Einen umfassenden Einblick, mit welchen Strategien sich der Technologiekonzern Schaeffler auf den Wandel und die sich ändernden Bedingungen einstellt, bot Dr. Heinrich Schäperkötter, Lt. Innovationsstrategie, Innovationsmanagement, Forschungsförderung der Schaeffler Technologies GmbH & Co. KG in seinem Beitrag.

Hierbei stellte Dr. Schäperkötter den Schaeffler Innovationsprozess exemplarisch am Beispiel Mobilität vor. Es werden zunächst Fragestellungen formuliert, danach mögliche Lösungswege dargestellt und letztendlich eruiert, ob sich Möglichkeiten für neue Geschäftsmodelle ergeben. Hierbei sei Schaeffler aufgrund seiner breiten Aufstellung in der Lage, das Thema Mobilität in seiner ganzen Komplexität zu betrachten. „Sowohl aktuelle Megatrends aus den Bereichen Gesellschaft, Technologie, Umwelt und Wirtschaft als auch Fragen zum Gütertransport und Personentransport, zur kollektiven und zur individuellen Mobilität aber auch zur Energie fließen in unsere Betrachtung mit ein.“, so Dr. Schäperkötter.

Weitere Fragestellungen, die sich das Unternehmen zur Innovationsfindung stellt sind: Wo leben die Menschen? Wie ist das Einkommen? Welches sind zentrale Bedürfnisse? Verfügt die Region über eine gut ausgebaute Infrastruktur? Systematisch und detailliert wurde im Folgenden die Situation beschrieben und analysiert. Diese Analyse führte zur Identifikation von vier Schlüsselfeldern für die Mobilität von Morgen, mit denen sich Schaeffler aktuell intensiv beschäftigt: umweltfreundliche Antriebe, Mobilität in Städten, interurbane Mobilität sowie die Energiekette.

„Somit wird klar, die Mobilität wird extrem bunt und weltweit unterschiedlich aussehen. Dies stellt eine große Herausforderung für alle beteiligten Akteure dar“, so Dr.
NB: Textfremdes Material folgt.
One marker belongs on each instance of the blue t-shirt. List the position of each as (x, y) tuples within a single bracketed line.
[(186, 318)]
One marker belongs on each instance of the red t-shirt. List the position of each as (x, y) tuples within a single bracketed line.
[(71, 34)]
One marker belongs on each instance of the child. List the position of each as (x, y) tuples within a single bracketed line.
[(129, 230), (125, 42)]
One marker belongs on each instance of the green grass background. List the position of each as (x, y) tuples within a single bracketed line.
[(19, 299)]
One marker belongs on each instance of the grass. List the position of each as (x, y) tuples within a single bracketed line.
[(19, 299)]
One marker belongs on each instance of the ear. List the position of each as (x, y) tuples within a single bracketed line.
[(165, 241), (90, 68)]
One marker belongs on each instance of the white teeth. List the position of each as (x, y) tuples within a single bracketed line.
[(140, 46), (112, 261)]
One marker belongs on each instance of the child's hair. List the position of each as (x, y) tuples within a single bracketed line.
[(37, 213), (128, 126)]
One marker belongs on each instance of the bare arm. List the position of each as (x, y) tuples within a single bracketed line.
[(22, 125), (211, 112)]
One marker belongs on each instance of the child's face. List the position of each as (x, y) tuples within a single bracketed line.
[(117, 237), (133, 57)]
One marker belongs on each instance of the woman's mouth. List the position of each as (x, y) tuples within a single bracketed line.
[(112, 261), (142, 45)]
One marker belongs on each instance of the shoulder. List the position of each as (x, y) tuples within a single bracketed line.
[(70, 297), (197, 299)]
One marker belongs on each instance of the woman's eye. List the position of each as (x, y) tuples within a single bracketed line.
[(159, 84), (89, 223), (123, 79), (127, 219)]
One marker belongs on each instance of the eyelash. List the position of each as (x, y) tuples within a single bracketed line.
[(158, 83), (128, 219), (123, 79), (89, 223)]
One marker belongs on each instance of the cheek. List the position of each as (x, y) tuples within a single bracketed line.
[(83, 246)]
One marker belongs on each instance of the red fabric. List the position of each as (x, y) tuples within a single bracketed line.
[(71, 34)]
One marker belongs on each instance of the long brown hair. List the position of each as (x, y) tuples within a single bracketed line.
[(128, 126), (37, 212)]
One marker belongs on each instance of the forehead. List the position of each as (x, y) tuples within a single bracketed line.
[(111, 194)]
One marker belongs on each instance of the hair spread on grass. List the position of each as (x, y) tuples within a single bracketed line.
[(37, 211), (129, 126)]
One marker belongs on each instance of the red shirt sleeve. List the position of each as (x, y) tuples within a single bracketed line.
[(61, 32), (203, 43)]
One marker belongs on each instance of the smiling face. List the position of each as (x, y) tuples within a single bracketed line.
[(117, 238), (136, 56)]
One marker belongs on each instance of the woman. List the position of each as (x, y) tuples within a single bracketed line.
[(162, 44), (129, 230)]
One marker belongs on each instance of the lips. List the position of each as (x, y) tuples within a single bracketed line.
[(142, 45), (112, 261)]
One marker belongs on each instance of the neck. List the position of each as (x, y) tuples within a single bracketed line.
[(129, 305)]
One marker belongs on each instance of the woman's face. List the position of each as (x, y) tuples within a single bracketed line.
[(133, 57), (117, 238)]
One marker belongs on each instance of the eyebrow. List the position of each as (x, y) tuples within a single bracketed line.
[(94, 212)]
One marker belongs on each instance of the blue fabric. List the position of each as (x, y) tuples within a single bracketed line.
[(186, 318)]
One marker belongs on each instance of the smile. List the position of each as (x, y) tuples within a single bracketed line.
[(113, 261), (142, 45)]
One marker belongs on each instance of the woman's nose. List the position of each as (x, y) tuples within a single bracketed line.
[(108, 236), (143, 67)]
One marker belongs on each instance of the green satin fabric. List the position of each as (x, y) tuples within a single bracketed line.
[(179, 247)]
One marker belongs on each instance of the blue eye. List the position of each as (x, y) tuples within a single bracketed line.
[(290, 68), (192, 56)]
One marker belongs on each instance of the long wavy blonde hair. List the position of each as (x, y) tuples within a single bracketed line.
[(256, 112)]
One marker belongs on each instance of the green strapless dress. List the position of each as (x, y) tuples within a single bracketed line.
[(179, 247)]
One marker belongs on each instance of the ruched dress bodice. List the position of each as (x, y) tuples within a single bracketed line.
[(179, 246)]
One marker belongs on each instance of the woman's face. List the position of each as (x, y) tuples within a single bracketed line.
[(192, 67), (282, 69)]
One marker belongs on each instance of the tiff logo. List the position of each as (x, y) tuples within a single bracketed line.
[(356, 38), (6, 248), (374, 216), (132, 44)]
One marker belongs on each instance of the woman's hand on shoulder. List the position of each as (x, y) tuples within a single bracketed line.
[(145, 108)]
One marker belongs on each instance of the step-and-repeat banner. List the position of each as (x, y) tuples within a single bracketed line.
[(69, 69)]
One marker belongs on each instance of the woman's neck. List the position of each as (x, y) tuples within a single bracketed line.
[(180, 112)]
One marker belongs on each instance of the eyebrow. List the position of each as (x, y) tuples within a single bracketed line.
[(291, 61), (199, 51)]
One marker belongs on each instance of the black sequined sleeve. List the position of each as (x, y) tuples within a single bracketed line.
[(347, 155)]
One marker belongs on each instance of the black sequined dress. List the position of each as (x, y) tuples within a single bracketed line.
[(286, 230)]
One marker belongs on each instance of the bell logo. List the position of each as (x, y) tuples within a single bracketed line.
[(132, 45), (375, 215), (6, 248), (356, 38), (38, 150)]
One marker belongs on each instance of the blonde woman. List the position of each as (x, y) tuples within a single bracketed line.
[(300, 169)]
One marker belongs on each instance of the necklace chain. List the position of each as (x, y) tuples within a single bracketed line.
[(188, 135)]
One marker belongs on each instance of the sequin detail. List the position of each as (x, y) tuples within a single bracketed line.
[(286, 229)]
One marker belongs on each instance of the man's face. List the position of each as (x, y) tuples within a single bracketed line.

Schäperkötter.

Nach den übergreifenden Einblicken und Einschätzungen der Industrie wurde in den nachfolgenden Vorträgen das Thema Mobilität aus verschiedenen Blickwinkeln der Wissenschaft betrachtet.

Mobilität und Digitalisierung

Frau Prof. Dr. Ulrike Stopka, Fakultät für Verkehrswissenschaften, Technische Universität Dresden erläuterte den Beitrag mobiler Applikationen zur Unterstützung zukünftiger Mobilitätsszenarien. Diese seien insbesondere geprägt durch die Veränderung von Mobilitätsformen und die zunehmende Nutzung kollaborativer Mobilität.

So wird zum Einen der öffentliche Individualtransport mehr und mehr einer gemeinschaftlichen Nutzung zugeführt (z.B. Rufbus, Taxisharing oder Charterbus); zum Anderen wird öffentlicher Verkehr durch neue Anforderungen immer mehr individualisiert (z.B. CarSharing, RideSharing oder BikeSharing). Ein integraler Ansatz hierfür sei Smart Mobility – nachhaltige, innovative, kollaborativ und multi- bzw. intermodal nutzbare Mobilitätslösungen. Hierbei lassen sich verschiedene Angebote durch den Einsatz von Informations- und Kommunikationstechnologien optimieren, um integrierte Mobilitätsformen und –ketten zu realisieren. Entsprechende Informationsbausteine sind beispielsweise Routenplanungsinformationen (Dauer, Kosten, CO2-Emission, Umstiegsmöglichkeiten) und Fahrzeuginformationen (ÖPNV: Barrierefreiheit, Reisefortschrittsanzeige, MIV: Connected Car und Service Informationen, Echtzeit-Verkehrs- und Umgebungsinformationen.)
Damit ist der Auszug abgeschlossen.